Czech. Republic

Prague – Adventures With Bones, Guns, Beer

It was a day of excess. There is no way around that cold, hard fact. After working to keep our spending / consumption footprint relatively small for most of the trip, we blew it out on Thursday in Prague. Here’s how it all went down.

The day’s main event was a meetup with my lad Alex, who was theoretically studying in Prague for the month of May. At least, that’s the way he explained it to me to get me to pay for the trip. He had just wrapped up his last school project, and Red Bex had discovered a semi-exotic tourist activity that involved our shooting a number of hard-to-access guns. That’s right folks, the three of us went to the shooting range!
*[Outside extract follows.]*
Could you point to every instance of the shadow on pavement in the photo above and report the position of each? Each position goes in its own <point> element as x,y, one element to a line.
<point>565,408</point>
This was not an average day at the gun range. Not for most of us. We were shooting exotic weapons. Short and long guns. I don’t want to go gun porn on you, so I am not going to get into a full listing of all of the guns that were shot. There were many. If you must know, you can read about it all here.

One of the highlights is that I got to shoot a fully-automatic M16. I learned that it is not easy to aim one of those in full auto-mode; I sent rounds all over the place. You can send rounds downrange in a hurry, but getting them to a specific spot ain’t easy. About half my rounds hit my target, and the others went…elsewhere. I saw a few in an adjacent target. Perhaps my friend Max can get me up to speed on shooting this weapon.

Alex and Bex got their hands on all of these guns as well. Alex shot the hell out of a Czech Skorpion sub-machine gun, and also enjoyed some quality time with a WW II-era Mossberg bolt-action sniper rifle.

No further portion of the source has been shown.